Lutel's swords are normally not sharpened, but I requested mine to be sharp. While sharper than Lutel swords may normally be, I don't think mine is as sharp as it should be. Unless my technique is really just that awful, it couldn't even cut a water-filled coke bottle. But that problem is pretty easy to fix.
However, the pommel is of course the screw-on type, and after a couple of attempts to hew a cardboard corner (from home-appliance packaging), the handguard loosened up, caused by the loosening pommel. Another problem easily fixed, but still somewhat annoying. I don't believe there is a danger of the pommel falling off and the blade flying away, because it seems to take an excessive number of twists to remove the pommel.
Slapping the blade or the pommel does seem to cause a fairly intense wobbling, but when the point is pressed against something, it does not flex very far (maybe four inches away from "true"), and it returns to true immediately. It does reverberate for a considerable time (longer than I would have thought), and when tapped gently, rings like a tuning fork.
The handle grip and scabbard seem well-made with good quality leather, and the scabbard has metal fittings at the mouth and tip. The finish of the blade and furniture is very smooth with a visible grain (I suppose what is called "satin").
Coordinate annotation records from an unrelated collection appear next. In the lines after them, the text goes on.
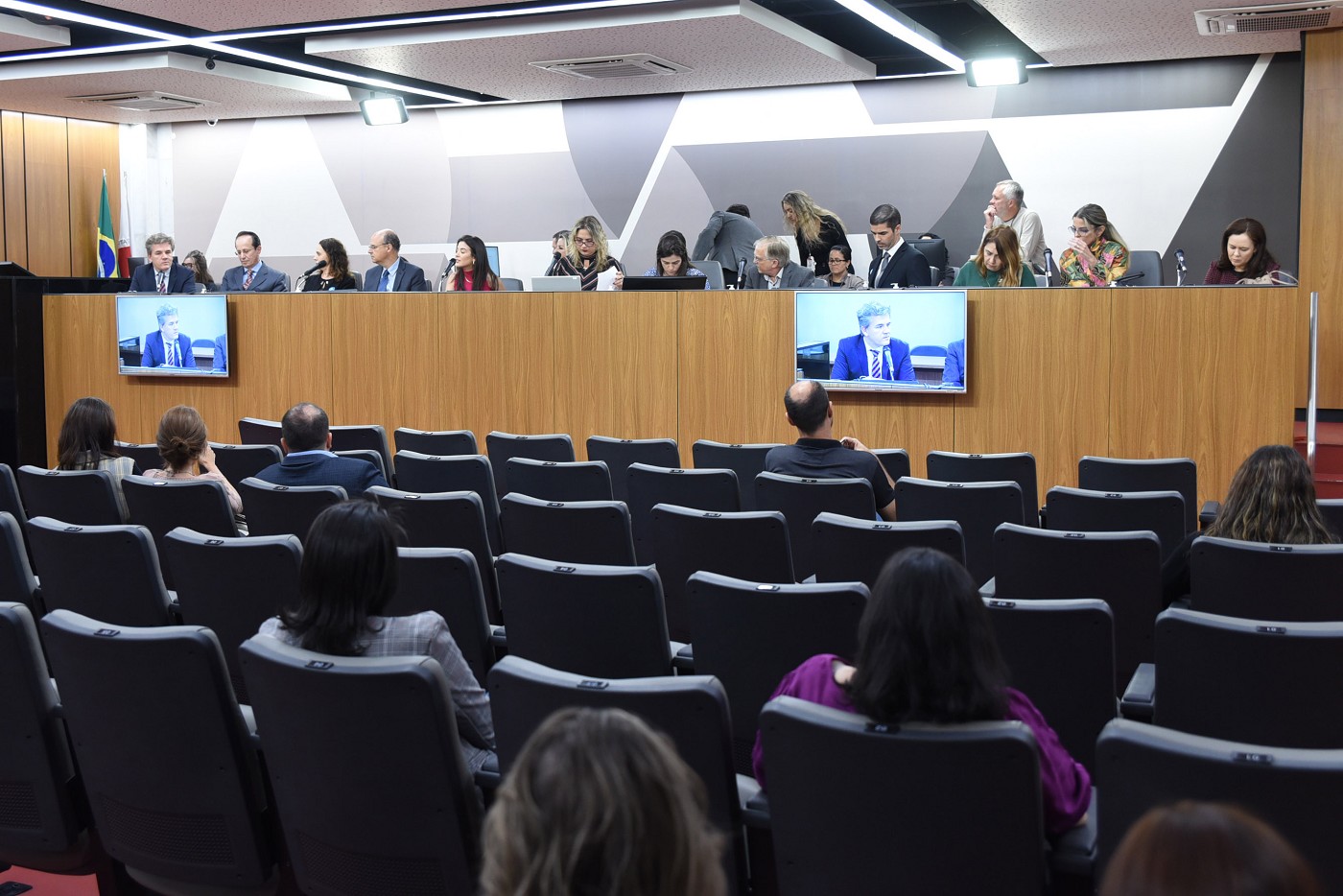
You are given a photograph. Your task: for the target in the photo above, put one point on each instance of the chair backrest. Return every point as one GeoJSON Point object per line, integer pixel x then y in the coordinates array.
{"type": "Point", "coordinates": [82, 497]}
{"type": "Point", "coordinates": [1298, 791]}
{"type": "Point", "coordinates": [1157, 475]}
{"type": "Point", "coordinates": [447, 582]}
{"type": "Point", "coordinates": [1017, 466]}
{"type": "Point", "coordinates": [285, 509]}
{"type": "Point", "coordinates": [742, 460]}
{"type": "Point", "coordinates": [620, 455]}
{"type": "Point", "coordinates": [836, 766]}
{"type": "Point", "coordinates": [405, 815]}
{"type": "Point", "coordinates": [110, 571]}
{"type": "Point", "coordinates": [501, 446]}
{"type": "Point", "coordinates": [1121, 569]}
{"type": "Point", "coordinates": [650, 485]}
{"type": "Point", "coordinates": [175, 801]}
{"type": "Point", "coordinates": [429, 473]}
{"type": "Point", "coordinates": [749, 544]}
{"type": "Point", "coordinates": [446, 520]}
{"type": "Point", "coordinates": [749, 636]}
{"type": "Point", "coordinates": [567, 531]}
{"type": "Point", "coordinates": [801, 500]}
{"type": "Point", "coordinates": [849, 550]}
{"type": "Point", "coordinates": [691, 710]}
{"type": "Point", "coordinates": [232, 584]}
{"type": "Point", "coordinates": [1253, 580]}
{"type": "Point", "coordinates": [1084, 510]}
{"type": "Point", "coordinates": [978, 507]}
{"type": "Point", "coordinates": [600, 621]}
{"type": "Point", "coordinates": [1061, 654]}
{"type": "Point", "coordinates": [436, 442]}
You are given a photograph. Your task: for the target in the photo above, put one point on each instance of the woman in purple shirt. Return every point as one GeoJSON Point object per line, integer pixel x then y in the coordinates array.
{"type": "Point", "coordinates": [927, 653]}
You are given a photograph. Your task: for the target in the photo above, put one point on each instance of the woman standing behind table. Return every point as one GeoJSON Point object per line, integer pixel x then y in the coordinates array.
{"type": "Point", "coordinates": [816, 230]}
{"type": "Point", "coordinates": [997, 262]}
{"type": "Point", "coordinates": [588, 255]}
{"type": "Point", "coordinates": [1096, 254]}
{"type": "Point", "coordinates": [1245, 254]}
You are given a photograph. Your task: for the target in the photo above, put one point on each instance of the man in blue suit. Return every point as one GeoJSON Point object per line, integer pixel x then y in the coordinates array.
{"type": "Point", "coordinates": [158, 272]}
{"type": "Point", "coordinates": [167, 346]}
{"type": "Point", "coordinates": [306, 438]}
{"type": "Point", "coordinates": [872, 355]}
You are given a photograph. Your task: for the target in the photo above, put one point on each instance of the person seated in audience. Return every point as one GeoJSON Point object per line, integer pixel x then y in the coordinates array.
{"type": "Point", "coordinates": [927, 653]}
{"type": "Point", "coordinates": [472, 268]}
{"type": "Point", "coordinates": [1271, 500]}
{"type": "Point", "coordinates": [1096, 254]}
{"type": "Point", "coordinates": [87, 440]}
{"type": "Point", "coordinates": [1206, 849]}
{"type": "Point", "coordinates": [306, 438]}
{"type": "Point", "coordinates": [587, 255]}
{"type": "Point", "coordinates": [997, 262]}
{"type": "Point", "coordinates": [818, 455]}
{"type": "Point", "coordinates": [1245, 257]}
{"type": "Point", "coordinates": [841, 262]}
{"type": "Point", "coordinates": [184, 443]}
{"type": "Point", "coordinates": [348, 574]}
{"type": "Point", "coordinates": [601, 804]}
{"type": "Point", "coordinates": [335, 271]}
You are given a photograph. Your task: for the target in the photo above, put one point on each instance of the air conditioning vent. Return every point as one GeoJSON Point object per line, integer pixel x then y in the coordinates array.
{"type": "Point", "coordinates": [1282, 16]}
{"type": "Point", "coordinates": [628, 66]}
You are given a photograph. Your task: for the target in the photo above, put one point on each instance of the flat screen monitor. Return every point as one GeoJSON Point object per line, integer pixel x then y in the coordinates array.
{"type": "Point", "coordinates": [883, 342]}
{"type": "Point", "coordinates": [177, 335]}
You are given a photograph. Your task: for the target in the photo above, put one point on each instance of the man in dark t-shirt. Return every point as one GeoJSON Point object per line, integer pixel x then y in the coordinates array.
{"type": "Point", "coordinates": [818, 455]}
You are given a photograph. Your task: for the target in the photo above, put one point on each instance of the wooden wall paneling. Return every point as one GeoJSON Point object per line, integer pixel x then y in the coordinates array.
{"type": "Point", "coordinates": [1038, 379]}
{"type": "Point", "coordinates": [615, 365]}
{"type": "Point", "coordinates": [1204, 373]}
{"type": "Point", "coordinates": [47, 183]}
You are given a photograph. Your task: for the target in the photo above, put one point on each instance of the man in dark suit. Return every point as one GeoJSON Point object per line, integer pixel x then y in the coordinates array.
{"type": "Point", "coordinates": [306, 438]}
{"type": "Point", "coordinates": [389, 271]}
{"type": "Point", "coordinates": [899, 262]}
{"type": "Point", "coordinates": [158, 272]}
{"type": "Point", "coordinates": [167, 346]}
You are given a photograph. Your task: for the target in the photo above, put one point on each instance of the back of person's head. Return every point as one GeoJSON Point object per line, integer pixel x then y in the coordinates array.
{"type": "Point", "coordinates": [1206, 849]}
{"type": "Point", "coordinates": [1272, 499]}
{"type": "Point", "coordinates": [926, 645]}
{"type": "Point", "coordinates": [181, 436]}
{"type": "Point", "coordinates": [87, 434]}
{"type": "Point", "coordinates": [349, 573]}
{"type": "Point", "coordinates": [600, 804]}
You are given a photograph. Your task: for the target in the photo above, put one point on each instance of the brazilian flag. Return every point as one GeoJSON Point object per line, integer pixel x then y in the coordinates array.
{"type": "Point", "coordinates": [106, 239]}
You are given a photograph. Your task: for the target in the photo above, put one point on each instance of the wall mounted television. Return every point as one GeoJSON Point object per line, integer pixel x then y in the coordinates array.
{"type": "Point", "coordinates": [883, 342]}
{"type": "Point", "coordinates": [175, 335]}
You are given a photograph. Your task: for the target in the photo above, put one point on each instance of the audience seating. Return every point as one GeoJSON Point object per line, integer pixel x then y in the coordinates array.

When the weather allows me to meet up with my group again, and I can see how sharp a sword should be, I'll sharpen my sword up and do some test cutting, hopefully before hell (or at least Indiana) freezes over. I'll edit this post to reflect those results. Since the tang has a screw-threaded rod welded to it, I hope the tang is strong enough to withstand test cutting. Cross your fingers.
Overall, I am very pleased with the sword, and have no real complaints. While it may or may not compare to more expensive blades, I feel it is definitely a good starter sword and "learner piece."
Also, sorry if any of the above is completely irrelevant.